YRC Worldwide (YRCW) has fired the President of its national less-than-truckload service provider, YRC Freight. Jeffrey A. Rogers has been abruptly removed from his position and replaced by James Welch, CEO of YRC Worldwide, in a move described by the company as “taking the necessary steps to move our business forward.”
The company did not disclose the reasons behind Rogers’ dismissal, but it appears that its disappointing second quarter results were the tipping point – marking the fourth consecutive quarter of year-on-year declines and a loss of $8.5m. “While the regional companies (Holland, Reddaway and New Penn) continue to provide best-in-class service and more than market-competitive margins, we recognize that we have additional work to do at YRC Freight” acknowledged Welch.

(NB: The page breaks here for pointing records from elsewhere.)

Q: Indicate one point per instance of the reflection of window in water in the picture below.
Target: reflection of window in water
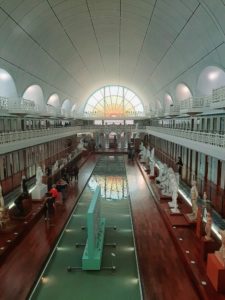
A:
(112, 187)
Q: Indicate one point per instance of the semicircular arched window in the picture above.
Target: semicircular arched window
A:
(114, 102)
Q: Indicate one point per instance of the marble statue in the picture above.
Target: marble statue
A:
(206, 205)
(55, 167)
(143, 154)
(80, 146)
(147, 155)
(141, 146)
(162, 172)
(40, 188)
(2, 203)
(152, 163)
(221, 253)
(39, 174)
(194, 197)
(208, 226)
(173, 204)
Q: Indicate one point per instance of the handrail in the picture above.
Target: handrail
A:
(198, 136)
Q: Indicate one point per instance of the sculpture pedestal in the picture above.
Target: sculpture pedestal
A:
(39, 192)
(190, 218)
(216, 273)
(207, 246)
(175, 211)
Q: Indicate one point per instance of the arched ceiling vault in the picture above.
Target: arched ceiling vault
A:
(73, 47)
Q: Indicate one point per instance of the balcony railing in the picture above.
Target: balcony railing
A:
(203, 137)
(9, 137)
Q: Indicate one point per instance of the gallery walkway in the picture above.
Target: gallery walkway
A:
(162, 272)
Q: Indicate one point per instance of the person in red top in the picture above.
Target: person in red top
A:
(53, 191)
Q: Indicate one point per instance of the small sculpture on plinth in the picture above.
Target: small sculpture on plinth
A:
(221, 253)
(208, 227)
(2, 202)
(206, 205)
(192, 217)
(173, 204)
(80, 146)
(152, 163)
(39, 175)
(40, 188)
(194, 197)
(24, 185)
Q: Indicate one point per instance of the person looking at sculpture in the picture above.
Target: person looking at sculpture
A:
(54, 193)
(76, 172)
(179, 164)
(194, 197)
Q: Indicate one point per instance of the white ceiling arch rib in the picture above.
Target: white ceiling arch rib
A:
(76, 46)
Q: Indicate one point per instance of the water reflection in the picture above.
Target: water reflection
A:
(113, 188)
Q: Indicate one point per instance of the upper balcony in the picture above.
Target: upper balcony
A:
(195, 105)
(218, 98)
(172, 110)
(208, 143)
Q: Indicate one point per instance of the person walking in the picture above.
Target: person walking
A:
(76, 172)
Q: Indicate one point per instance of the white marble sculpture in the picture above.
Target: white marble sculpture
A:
(55, 167)
(39, 174)
(194, 197)
(2, 202)
(152, 167)
(147, 155)
(141, 146)
(221, 253)
(40, 188)
(81, 146)
(162, 172)
(173, 204)
(208, 227)
(143, 154)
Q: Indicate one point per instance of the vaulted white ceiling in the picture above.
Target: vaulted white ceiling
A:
(73, 47)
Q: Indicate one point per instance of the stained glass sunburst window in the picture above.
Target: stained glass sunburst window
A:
(113, 102)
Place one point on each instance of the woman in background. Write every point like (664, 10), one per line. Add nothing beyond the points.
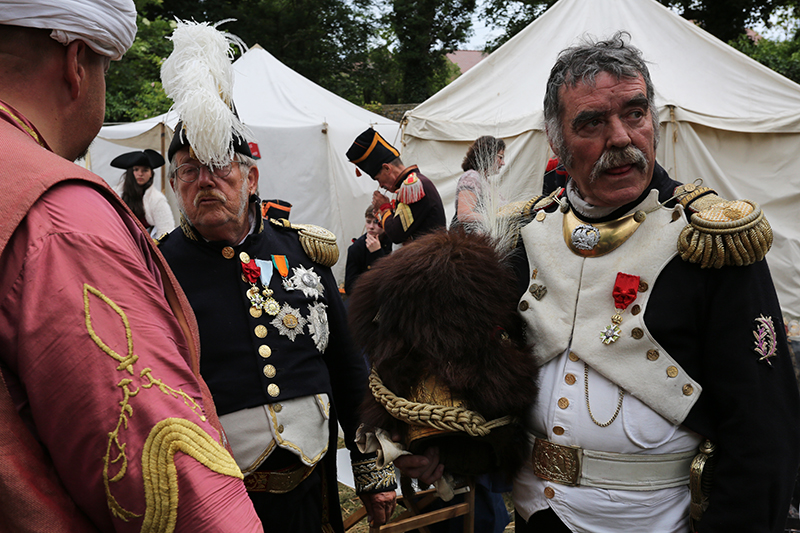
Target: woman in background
(484, 158)
(147, 203)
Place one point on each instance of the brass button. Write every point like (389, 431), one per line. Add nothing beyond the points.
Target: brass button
(538, 291)
(290, 321)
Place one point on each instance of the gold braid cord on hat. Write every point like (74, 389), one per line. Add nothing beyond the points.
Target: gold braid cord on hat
(318, 243)
(722, 232)
(446, 418)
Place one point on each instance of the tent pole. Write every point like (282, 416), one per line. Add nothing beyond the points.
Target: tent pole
(163, 167)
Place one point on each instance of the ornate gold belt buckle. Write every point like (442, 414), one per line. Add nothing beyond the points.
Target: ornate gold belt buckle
(557, 463)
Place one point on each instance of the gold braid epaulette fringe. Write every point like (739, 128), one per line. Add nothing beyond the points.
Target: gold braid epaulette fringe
(540, 202)
(369, 477)
(722, 232)
(436, 416)
(318, 243)
(160, 474)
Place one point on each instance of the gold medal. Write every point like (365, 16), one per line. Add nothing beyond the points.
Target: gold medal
(271, 306)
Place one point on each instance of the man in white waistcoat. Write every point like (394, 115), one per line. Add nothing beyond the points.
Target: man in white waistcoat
(656, 325)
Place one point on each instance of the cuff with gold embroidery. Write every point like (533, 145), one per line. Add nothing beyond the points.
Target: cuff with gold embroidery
(370, 478)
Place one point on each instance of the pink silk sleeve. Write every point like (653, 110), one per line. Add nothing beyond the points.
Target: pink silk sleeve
(99, 366)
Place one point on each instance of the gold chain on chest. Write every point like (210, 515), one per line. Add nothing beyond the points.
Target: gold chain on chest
(589, 407)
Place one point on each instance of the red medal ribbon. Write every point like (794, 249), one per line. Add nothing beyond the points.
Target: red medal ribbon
(625, 290)
(251, 271)
(281, 264)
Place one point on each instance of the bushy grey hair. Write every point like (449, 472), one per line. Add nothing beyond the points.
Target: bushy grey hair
(582, 64)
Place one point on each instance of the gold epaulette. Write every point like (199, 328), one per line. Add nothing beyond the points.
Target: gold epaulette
(537, 203)
(318, 243)
(161, 239)
(721, 232)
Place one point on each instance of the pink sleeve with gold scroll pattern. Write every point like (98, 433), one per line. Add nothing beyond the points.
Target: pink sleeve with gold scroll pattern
(98, 367)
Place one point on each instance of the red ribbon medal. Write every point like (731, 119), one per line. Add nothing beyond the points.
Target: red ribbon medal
(624, 294)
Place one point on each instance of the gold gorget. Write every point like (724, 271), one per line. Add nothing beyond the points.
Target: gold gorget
(599, 238)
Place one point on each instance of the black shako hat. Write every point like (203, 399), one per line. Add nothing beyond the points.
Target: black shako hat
(370, 151)
(179, 140)
(148, 158)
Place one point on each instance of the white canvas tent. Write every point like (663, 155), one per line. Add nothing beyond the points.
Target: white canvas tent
(302, 131)
(724, 117)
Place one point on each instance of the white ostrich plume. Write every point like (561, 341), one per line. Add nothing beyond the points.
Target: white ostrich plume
(198, 76)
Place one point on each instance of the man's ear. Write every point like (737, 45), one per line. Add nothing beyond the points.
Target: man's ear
(550, 142)
(74, 67)
(252, 178)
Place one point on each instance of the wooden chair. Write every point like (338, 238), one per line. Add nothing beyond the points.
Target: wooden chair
(415, 517)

The struggle to improve its financial position is certainly concerning for a business that at one time was on the brink of collapse. Yet, the current picture isn’t as gloomy as it once was. Under Rogers’ stewardship, YRC Freight reduced its operating loss from £88.5m in 2011 to $37.3m in 2012.
Following the announcement of Rogers’ departure, the initial response from financial markets wasn’t overwhelmingly positive as YRC saw its stock price fall 7%; although this has since steadily recovered. In addition, Dave Ross, a financial analyst at Stifel Financial Corp, told the Kansas City Business Journal that despite the change in management, it would not be modifying its 2013 forecast for YRC. “It does not change our general cautious view of the stock, but we would like to know the reasons behind the recent executive changes,” commented Ross.
Yet, the company’s press release highlighted optimism stating that “under Welch’s direction, YRCW has returned to its North American, less-than-truckload roots, nearly doubled its adjusted EBITDA, continued to de-risk the company’s balance sheet through letter of credit reductions, and has substantially grown into its capital structure.”
In a letter to YRC employees, James Welch said that the company must become “more aggressive in rolling out new strategies and tools for YRC Freight to achieve our collective goals.” This decision undoubtedly is an aggressive response to the company’s sluggish first half of 2013. In August, Welch said: “As we have said before, 2012 was a year of progress and 2013 is the year of performance.” Seemingly, Welch believes he is better equipped to deliver that performance himself.This content originally appeared in Ti’s Logistics Briefing Americas newsletter. A free service focused specifically on North and South America. Click here to add this to your subscription.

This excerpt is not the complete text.